Дожили... В одной фирме работают.  :Wink:

----------


## DVi

> Дожили... В одной фирме работают.


*SuperBrat*, Вы допускаете мысль, что имеющийся у *usersed* файл действительно может быть заражен?

*Добавлено через 2 минуты*

*usersed*, покажите скриншот сообщения антивируса, пожалуйста.

----------


## gorill

> После обновления через интернет программы AVZ , Антивирус Касперского сообщает что обнаружено: потенциально опасное ПО Trojan.generic Процесс: F:\install\ANTIV\avz4\avz.exe  и удаляет avz.exe. Такое уже не раз происходит, что это?


А не только Каспер. Нод 4 версии точно также безжалостно поступил в феврале, причем когда он не уверен , скажем с патчами, он пишет:"Возможно, троян по типу такому-то", а тут бабах! Конкретно указан тип и т.д.

----------


## usersed

Скриншоты вложил

----------


## Гриша

Имхо, проактивка обязана давить AVZ...

----------


## Geser

> Имхо, проактивка обязана давить AVZ...


Ну конечно. Уж КАВ должен иметь АВЗ в базе безопасных точно.

----------


## Гриша

> Ну конечно. Уж КАВ должен иметь АВЗ в базе безопасных точно.


Что конечно?! В 6 линейке нет вайтлистинга, доверяешь софту, добавляй в ДЗ, не доверяешь...

----------


## DVi

> Ну конечно. Уж КАВ должен иметь АВЗ в базе безопасных точно.


Полиморфную AVZ никогда не будет иметь в базе. Иначе пропадет смысл полиморфности.
А насчет обычной AVZ - подумаем, что можно сделать. Но только для KAV/KIS2009. Для прошлых версий вряд ли что изменится.

----------


## Зайцев Олег

У меня более чем на тысячи ПК сидит KAV 6 и AVZ - и проблем нет никаких ... там же всем админ рулит - если так, то он должен поместить AVZ на сервер, открыть доступ к нему не чтение юзерам и через центр управления сказать, что это доверенная тулза ... и все будет нормально

----------


## Гриша

> А насчет обычной AVZ - подумаем, что можно сделать.

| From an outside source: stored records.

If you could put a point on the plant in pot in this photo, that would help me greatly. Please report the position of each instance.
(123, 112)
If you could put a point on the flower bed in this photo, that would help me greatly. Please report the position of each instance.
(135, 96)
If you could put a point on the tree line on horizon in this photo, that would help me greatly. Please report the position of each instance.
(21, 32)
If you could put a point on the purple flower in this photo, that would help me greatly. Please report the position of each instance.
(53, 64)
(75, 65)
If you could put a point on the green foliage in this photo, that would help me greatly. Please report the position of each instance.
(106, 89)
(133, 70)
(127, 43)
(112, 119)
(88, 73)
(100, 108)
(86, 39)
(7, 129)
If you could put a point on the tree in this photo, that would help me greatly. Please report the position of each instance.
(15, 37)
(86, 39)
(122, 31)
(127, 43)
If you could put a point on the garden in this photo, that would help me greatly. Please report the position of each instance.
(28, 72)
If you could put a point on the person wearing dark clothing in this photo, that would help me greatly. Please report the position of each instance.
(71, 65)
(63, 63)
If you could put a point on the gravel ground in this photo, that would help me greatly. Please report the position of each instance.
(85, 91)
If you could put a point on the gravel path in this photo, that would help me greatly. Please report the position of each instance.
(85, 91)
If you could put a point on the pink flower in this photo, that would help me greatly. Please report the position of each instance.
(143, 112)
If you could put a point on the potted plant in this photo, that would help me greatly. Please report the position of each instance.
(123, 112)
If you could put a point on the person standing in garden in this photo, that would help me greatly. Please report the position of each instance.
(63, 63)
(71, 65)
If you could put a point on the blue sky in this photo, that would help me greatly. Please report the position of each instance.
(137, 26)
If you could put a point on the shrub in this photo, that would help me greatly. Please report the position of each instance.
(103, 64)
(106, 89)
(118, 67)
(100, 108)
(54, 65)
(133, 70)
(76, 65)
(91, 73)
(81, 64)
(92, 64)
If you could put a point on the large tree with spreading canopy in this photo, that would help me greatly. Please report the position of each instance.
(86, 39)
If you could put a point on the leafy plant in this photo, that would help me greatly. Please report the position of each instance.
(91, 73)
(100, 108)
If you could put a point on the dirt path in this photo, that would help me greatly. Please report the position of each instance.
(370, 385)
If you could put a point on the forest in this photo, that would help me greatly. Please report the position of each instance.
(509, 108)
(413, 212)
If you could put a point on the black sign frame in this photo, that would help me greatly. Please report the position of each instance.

Но только для KAV/KIS2009.


Так обычная и так в вайтлисте, не единого алерта нет  :Smiley:

----------


## Alex_Goodwin

в свете приключений с биглем, может и авз держать в базе безопасных не обязательно..

----------


## Зайцев Олег

> Так обычная и так в вайтлисте, не единого алерта нет


Это у персонального продукта - у KAV 6 баз чистых нет

----------